Singapore's Groundbreaking Carbon Pricing Scheme
Singapore Skyline (Wikimedia Commons)
In late February, Singapore became the first Southeast Asian country to introduce plans for a mandatory carbon pricing scheme. Its carbon tax, which will take effect in 2019, places a yet-to-be-determined cost for emitting the greenhouse gases (GHGs) that cause climate change. The tax will apply to power stations and emitters that produce over 25,000 tons of CO2-equivalent per year, a standard that will likely affect some 30-40 large companies in total.
Why has Singapore taken this step?
By pricing the previously free externality of GHGs, carbon taxes recognize that these emissions have a social cost that should be accounted for. In other words, polluters should pay for their pollution. The revenues generated by the tax can be used to defray other government costs or reduce other forms of taxation (and thus be "revenue-neutral") or be invested in clean energy systems that help societies transition away from carbon-intensive fuels.
But the primary purpose of carbon taxes is to incentivize industries to emit less. Costs give companies a bottom-line reason to scale-up low carbon sources in their energy mix and to use energy more efficiently. Tax systems do not dictate how these changes take place — they leave it to the companies to find solutions that work best for their own particular interest.
Taxing carbon emissions or creating markets for trading emissions credits call on the capacities of different players across entire sectors to find solutions that work for them. Governments set the regulation, and then largely get out of the way.
These approaches are gaining steam. In April 2016, a high-level panel convened by the heads of the World Bank and the International Monetary Fund, Jim Kim and Christine Lagarde, announced the goals of expanding the amount of GHGs covered by carbon prices from roughly 12 percent currently to 25 percent in 2020 and 50 percent the following decade. China is moving this year from piloted sub-national carbon pricing schemes to a national system that covers a large portion of its economy. South Korea and Japan have existing pricing schemes and work is underway to help these countries cooperate on their carbon pricing policies. Elsewhere in Asia, a raft of countries are exploring carbon pricing options, and there are signals that these tools might spread more widely.

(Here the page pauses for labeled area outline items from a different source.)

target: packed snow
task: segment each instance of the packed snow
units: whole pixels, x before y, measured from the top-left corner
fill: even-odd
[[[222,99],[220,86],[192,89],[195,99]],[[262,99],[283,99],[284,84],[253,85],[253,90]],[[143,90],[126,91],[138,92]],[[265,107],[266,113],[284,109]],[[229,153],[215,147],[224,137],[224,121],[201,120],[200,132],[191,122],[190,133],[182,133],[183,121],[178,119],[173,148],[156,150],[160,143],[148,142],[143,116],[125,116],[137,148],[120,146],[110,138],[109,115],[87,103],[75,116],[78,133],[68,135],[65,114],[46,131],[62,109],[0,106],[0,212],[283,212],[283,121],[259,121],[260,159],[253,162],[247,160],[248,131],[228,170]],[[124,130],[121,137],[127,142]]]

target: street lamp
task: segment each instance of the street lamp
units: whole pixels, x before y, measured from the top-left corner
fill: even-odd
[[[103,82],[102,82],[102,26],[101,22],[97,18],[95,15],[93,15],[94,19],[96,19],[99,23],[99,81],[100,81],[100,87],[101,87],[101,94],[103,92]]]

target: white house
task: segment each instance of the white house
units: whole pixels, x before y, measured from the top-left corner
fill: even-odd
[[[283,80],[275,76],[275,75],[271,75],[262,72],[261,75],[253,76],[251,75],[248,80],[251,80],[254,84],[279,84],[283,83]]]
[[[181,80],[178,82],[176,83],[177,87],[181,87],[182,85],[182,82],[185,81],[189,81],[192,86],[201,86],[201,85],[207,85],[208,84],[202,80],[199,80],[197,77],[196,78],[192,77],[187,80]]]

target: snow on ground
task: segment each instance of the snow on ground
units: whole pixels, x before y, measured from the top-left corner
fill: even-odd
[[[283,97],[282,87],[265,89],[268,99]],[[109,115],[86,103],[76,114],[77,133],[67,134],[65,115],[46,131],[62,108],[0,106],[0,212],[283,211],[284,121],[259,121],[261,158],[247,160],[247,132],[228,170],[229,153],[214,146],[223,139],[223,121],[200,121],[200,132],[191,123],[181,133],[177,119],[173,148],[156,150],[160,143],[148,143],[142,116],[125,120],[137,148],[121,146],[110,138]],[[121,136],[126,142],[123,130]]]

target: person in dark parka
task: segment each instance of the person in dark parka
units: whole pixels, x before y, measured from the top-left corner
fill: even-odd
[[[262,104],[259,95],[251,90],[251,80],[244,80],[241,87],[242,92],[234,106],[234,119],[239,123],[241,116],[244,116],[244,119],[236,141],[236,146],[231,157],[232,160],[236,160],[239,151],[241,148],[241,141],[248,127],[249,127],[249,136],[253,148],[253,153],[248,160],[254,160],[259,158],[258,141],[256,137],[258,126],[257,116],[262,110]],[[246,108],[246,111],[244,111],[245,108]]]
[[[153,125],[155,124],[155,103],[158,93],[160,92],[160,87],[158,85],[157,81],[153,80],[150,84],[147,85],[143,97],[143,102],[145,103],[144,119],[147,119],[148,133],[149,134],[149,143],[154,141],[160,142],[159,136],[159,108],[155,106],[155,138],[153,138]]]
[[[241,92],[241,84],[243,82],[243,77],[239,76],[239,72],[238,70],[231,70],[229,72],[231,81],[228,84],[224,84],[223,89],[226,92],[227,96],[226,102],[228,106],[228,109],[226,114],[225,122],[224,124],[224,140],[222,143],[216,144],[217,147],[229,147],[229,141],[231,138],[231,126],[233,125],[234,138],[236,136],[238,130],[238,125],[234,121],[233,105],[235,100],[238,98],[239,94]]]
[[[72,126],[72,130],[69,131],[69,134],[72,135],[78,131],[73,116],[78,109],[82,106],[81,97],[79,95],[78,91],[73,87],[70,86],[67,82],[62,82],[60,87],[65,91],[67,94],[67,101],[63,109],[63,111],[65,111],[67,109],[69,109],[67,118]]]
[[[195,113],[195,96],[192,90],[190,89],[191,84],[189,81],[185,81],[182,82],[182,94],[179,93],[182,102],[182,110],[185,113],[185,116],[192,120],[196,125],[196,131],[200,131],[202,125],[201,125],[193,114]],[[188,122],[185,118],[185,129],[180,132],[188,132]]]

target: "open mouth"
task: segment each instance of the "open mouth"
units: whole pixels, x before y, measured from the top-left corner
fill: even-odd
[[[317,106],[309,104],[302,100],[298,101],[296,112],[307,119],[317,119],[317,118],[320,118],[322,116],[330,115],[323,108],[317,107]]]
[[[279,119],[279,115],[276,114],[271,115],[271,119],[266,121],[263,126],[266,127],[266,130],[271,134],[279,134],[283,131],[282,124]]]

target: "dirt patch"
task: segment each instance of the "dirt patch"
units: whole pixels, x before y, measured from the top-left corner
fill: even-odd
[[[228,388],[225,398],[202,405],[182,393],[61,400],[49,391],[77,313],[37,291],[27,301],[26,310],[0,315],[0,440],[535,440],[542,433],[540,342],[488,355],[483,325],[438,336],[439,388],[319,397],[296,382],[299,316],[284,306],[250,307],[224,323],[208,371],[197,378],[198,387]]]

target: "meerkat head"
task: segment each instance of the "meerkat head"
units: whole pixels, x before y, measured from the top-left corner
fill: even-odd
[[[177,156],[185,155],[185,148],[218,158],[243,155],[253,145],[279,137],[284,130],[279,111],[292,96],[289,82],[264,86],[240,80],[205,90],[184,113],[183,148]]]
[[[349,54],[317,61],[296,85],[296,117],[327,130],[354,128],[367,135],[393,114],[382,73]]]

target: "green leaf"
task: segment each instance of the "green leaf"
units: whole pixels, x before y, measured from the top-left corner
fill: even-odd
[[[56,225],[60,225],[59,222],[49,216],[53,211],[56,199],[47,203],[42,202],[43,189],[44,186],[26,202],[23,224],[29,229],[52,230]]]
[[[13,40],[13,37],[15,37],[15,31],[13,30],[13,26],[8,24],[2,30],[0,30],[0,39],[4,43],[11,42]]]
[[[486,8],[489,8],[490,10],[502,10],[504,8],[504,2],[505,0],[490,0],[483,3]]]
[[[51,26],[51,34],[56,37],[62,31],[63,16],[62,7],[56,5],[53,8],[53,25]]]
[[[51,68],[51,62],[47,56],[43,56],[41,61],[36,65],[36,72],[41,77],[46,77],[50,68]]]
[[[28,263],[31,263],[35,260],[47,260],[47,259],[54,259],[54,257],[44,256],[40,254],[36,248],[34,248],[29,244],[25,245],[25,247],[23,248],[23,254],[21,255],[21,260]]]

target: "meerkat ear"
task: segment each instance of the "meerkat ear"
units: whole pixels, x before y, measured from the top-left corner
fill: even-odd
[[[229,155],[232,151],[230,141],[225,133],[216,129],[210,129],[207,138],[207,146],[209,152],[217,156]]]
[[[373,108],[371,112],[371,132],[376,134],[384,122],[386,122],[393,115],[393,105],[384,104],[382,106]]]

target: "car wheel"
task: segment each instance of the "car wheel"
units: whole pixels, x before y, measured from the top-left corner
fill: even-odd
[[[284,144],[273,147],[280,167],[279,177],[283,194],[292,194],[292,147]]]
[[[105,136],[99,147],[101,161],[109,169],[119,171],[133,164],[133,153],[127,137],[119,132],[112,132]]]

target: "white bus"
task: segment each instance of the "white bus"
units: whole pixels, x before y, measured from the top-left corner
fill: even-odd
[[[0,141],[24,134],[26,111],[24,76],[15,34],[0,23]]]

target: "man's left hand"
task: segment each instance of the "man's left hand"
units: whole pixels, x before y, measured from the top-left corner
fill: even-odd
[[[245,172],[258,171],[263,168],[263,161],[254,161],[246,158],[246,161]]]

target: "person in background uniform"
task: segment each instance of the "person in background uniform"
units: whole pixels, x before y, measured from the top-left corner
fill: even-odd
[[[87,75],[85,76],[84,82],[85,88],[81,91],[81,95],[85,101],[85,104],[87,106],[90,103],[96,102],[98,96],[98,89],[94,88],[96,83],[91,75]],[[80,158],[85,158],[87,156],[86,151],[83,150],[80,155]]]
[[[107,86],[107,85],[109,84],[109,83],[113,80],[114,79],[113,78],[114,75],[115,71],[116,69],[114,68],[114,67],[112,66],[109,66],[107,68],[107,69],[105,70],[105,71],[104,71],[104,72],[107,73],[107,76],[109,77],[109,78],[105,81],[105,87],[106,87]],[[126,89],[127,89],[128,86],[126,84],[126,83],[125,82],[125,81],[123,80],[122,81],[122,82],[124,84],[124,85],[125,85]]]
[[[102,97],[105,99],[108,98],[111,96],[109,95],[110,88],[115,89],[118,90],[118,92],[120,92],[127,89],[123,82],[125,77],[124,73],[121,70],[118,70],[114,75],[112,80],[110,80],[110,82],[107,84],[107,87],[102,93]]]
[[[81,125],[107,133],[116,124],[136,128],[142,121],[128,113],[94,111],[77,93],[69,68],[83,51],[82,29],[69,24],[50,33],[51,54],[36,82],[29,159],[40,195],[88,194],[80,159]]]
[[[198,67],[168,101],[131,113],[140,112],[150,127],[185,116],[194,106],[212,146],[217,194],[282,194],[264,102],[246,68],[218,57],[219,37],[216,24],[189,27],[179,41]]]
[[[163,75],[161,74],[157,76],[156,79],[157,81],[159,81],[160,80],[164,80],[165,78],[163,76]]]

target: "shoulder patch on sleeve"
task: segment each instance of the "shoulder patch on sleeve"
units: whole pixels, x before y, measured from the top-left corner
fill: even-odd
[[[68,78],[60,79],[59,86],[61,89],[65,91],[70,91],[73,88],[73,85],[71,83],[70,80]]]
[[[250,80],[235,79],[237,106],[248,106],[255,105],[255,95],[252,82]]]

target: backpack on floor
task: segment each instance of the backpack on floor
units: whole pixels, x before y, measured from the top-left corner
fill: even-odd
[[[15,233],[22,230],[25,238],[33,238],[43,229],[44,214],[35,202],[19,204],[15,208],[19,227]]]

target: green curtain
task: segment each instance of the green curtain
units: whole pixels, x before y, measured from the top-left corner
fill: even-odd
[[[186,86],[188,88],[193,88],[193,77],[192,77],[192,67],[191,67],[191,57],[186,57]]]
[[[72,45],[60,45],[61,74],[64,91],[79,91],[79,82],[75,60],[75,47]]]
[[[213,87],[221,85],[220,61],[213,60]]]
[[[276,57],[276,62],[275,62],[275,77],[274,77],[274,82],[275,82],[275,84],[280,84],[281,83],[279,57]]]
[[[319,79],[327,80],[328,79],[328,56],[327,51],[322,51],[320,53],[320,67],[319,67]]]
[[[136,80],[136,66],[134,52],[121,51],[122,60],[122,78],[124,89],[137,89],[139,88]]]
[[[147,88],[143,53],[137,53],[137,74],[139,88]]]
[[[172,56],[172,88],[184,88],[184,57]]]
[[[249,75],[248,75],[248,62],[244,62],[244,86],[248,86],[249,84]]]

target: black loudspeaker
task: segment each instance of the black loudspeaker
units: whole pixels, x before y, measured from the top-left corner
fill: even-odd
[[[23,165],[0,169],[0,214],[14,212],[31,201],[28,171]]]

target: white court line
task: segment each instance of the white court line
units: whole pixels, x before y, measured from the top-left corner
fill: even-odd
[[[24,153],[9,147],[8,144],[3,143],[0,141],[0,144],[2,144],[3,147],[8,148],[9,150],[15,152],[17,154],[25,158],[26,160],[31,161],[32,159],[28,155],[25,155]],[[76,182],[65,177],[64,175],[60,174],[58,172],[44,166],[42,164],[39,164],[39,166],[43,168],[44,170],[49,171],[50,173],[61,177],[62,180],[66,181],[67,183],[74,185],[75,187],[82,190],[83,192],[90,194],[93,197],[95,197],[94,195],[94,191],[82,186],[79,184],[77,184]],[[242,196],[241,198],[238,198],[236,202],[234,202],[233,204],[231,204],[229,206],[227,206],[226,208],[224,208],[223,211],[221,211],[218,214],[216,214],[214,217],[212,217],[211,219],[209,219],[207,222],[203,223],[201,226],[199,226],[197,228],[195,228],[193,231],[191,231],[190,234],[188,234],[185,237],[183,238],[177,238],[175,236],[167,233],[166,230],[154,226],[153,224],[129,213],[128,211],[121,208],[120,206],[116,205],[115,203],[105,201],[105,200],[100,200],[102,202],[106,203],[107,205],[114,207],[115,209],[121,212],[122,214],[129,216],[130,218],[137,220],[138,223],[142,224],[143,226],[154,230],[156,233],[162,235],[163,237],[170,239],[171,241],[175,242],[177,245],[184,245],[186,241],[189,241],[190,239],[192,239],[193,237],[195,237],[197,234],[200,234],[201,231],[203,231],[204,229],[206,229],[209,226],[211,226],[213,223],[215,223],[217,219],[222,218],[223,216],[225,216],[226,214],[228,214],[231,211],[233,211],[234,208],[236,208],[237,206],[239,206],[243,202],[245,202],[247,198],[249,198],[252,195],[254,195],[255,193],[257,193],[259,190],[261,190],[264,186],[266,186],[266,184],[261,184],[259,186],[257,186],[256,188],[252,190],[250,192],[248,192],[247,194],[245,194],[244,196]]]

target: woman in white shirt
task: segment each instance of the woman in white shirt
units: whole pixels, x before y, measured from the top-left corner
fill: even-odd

Singapore’s recent moves are therefore both a sign of the times and an important early step. Domestically, Singapore sees the carbon tax as a way to, in the words of Finance Minister Heng Swee Keat, “spur the creation of new opportunities in green growth industries such as clean energy.” The tax will do this through both the costs it places on burning fossil fuels and the revenue it generates.
More broadly, however, the wider adoption of carbon pricing globally would make it more palatable for businesses operating across borders and for the management of different national interests. Singapore, like any country, is concerned with its competitiveness, and the carbon tax will place a cost on parts of its economy — such as its large oil refinery sector — not currently faced by its regional and global competitors. Shell, which runs one of Singapore’s refineries, supports carbon pricing overall but reacted to the tax by stating that it “must ensure companies can compete effectively with others in the region who are not subject to the same levels of carbon dioxide costs.”
Herein lies the rub: Efforts to set global carbon prices have yet to gain traction, and as countries adopt varied approaches across disparate timelines, winners and losers can result. This reality makes it more pressing that major economies across the world take steps to price emissions in carbon-intensive sectors. Where possible, these economies should cooperate to find ways to link these pricing schemes and coordinate their efforts. Considering that policies enacted by former President Barack Obama are facing major rollbacks in Republican-controlled Washington, such a commitment from the United States appears less likely.
Regional ties in Asia, therefore, would be a wise place to start.